Yi-Fu Tuan's Humanist Geography

The wait is over!  A career-spanning look-back by a pillar of "place" philosophy, Prof. Yi-Fu Tuan, is now available. I saw a copy of this at the American Society for Environmental History conference last spring but it hasn't been publicly available until now. Yes. I know. Exciting!

It seems to be distributed by both University of Wisconsin Press and GFT Publishing. They introduce the book as such:

For more than fifty years, Yi-Fu Tuan has carried the study of humanistic geography—what John K. Wright early in the twentieth century called geosophy, a blending of geography and philosophy―to new heights, offering with each new book a fresh and often unique intellectual introspection into the human condition. Humanist Geography: An Individual's Search for Meaning, his latest and last book, is a final testament of all that he has learned and encountered as a geographer.

I love this stuff. I'm not even sure why exactly. But I do. And that's okay.

As a student at UW with an interest in the "place literature" I have read a lot about it. Many, many scholarly articles mention Tuan when crediting the origins of this approach to humanity's interaction with the physical world. I've even seen him walking around campus once or twice. Sort of like nerd celebrity sighting. Next to Prof. Wm. Cronon, Tuan is about as close as one gets to such a sighting around here. Though I once saw Wisconsin alum, Jane Kaczmarek (a.k.a. the mom from Malcolm In The Middle) walking through the Memorial Union with some people who were probably family. And there are plenty of other well-known scholars who've come and gone through UW, I suppose. Still, seeing someone who you've "gotten to know" through books and essays is always a treat (at least for a sort-of lit nerd like me).

Tuan's Space and Place: The Perspective of Experience (University of Minnesota Press, 1977) is a bookshelf favorite. Again, I'm not even sure why. Which is odd. But there is just something endearing about it. It's certainly not for everyone. It's not light fiction. It's no Jodi Picoult. Thank goodness.  The world's got enough of that crap. (Sorry, Mom).
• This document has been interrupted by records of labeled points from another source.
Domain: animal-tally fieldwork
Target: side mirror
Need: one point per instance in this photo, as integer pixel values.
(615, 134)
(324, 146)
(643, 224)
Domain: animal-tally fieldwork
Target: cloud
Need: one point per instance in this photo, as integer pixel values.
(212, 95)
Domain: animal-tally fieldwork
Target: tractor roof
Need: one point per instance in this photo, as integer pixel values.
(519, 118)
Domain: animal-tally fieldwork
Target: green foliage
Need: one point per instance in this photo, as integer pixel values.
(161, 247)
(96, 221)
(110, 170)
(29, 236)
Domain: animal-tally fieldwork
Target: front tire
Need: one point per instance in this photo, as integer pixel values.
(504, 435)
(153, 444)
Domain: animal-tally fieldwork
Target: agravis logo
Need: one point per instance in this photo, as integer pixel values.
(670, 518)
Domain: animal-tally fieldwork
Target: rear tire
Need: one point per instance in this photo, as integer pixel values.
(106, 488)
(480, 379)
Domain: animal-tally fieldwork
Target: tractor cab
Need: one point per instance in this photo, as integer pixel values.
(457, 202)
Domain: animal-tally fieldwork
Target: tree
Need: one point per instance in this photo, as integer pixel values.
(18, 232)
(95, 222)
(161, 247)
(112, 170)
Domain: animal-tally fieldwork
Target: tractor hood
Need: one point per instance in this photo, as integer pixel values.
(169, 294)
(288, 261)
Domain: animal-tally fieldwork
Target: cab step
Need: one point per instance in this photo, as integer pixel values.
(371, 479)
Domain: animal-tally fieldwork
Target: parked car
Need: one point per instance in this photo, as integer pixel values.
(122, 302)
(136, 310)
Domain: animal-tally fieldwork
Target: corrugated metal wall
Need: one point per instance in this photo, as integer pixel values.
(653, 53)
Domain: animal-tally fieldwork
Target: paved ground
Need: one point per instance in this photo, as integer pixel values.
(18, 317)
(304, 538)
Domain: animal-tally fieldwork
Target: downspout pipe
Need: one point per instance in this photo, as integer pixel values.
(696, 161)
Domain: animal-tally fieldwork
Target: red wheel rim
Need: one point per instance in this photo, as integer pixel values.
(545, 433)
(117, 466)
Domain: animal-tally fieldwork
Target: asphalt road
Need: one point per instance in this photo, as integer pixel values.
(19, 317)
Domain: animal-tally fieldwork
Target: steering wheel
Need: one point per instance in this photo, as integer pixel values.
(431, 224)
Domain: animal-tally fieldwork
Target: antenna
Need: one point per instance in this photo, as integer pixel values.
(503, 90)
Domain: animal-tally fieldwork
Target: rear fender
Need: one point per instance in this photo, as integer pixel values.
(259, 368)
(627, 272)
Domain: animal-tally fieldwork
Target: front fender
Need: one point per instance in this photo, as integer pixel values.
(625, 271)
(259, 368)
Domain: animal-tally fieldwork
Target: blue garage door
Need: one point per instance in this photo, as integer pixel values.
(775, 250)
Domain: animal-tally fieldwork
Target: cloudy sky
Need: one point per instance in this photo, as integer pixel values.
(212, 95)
GTF says that Tuan's intent with this book is "to show how wonderful life on our small planet can be, even as we must deal with nature's stringencies and our own deep flaws." His take on the future is hopeful, which will be a welcome reprieve from my own pesky pessimism, to be sure.

If you pick up a copy, let's talk. I'll be cashing in my coin jar to scrape together the $26 purchase price post haste.